# 02 - Identify Gauges

This notebook:
- Identifies all gauges in the GSDR within 25 km of each landslide and records their distance to the landslide.
- Identifies all cities with at least 5 landslides that have nominal rainfall data coverage for further analysis

The output of this notebook is: 
- 'ls_get_gsdr_simple.csv', a csv file of landslides and all nearby gauges from the GSDR that rainfall data should be extracted from.  This file is read into 03_ExtractGSDR

**Data required**

Processed data: ls_urban_ts_rf_u.pkl

Original data: GSDR metadata. This data is not public, please contact the authors in case of questions.



In [None]:
import geopandas as gpd
import pandas as pd
import matplotlib.pyplot as plt
import numpy as np
import pyproj
import shapely
from shapely.ops import transform

In [None]:
#read landslide data.  These are rainfall-triggered urban landslides with a known day.
landslides = pd.read_pickle('ls_urban_ts_rf_u.pkl')

In [None]:
#read GSDR metadata file 

#the GSDR metadata file is not public.  Please contact the authors in case of questions.
gsdrmeta = pd.read_excel("../QC_Summary_FL13_RB13_01.xlsx", 
                        sheet_name = "QC_Summary_FL13_RB13_01", 
                        header = 1, 
                        usecols = "A:J")

#convert to a geopandas dataframe
gsdrmeta = gpd.GeoDataFrame(gsdrmeta,
                                 geometry=gpd.points_from_xy(gsdrmeta.Longitude, gsdrmeta.Latitude),
                                 crs = "EPSG:4326")

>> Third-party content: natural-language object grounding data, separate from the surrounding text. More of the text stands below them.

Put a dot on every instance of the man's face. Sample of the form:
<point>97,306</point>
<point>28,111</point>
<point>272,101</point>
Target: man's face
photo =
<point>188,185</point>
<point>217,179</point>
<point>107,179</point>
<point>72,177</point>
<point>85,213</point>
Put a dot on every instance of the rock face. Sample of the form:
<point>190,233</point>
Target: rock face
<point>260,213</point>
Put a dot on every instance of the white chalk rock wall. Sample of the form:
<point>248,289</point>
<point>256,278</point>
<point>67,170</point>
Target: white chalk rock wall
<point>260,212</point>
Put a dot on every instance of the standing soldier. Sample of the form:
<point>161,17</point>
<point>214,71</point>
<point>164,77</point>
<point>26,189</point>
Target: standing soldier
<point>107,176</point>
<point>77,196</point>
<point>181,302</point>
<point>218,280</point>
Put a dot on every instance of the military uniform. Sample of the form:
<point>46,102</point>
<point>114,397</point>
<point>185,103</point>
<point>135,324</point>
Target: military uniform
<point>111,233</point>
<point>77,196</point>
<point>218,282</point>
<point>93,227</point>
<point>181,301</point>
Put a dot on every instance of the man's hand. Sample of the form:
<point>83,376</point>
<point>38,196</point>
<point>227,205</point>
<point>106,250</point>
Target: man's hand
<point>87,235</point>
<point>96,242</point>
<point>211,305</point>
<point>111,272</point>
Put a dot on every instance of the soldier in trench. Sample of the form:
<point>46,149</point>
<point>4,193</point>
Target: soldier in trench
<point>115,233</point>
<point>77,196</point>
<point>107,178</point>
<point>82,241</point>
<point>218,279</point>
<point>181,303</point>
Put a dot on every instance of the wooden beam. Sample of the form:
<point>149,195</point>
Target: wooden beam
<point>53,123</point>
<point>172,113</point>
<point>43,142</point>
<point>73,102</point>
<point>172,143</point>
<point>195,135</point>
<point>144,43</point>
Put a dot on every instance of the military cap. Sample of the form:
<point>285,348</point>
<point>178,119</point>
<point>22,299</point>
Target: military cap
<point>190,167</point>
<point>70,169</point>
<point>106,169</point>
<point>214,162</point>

#convert record start and end dates to datetime format
gsdrmeta['Start Date'] = pd.to_datetime(gsdrmeta['Start Date'])

gsdrmeta['End Date'] = pd.to_datetime(gsdrmeta['End Date'])


In [None]:
#rename columns to remove white space
gsdrmeta.rename(dict(zip(gsdrmeta.columns, ['Folder', 'OriginalID', 'NewID', 'Latitude', 'Longitude', 'Recordlength(hours)', 'Recordlength(years)', 
'StartDate', 'EndDate', 'Missingdata(%)', 'geometry'])), axis = 'columns', inplace = True)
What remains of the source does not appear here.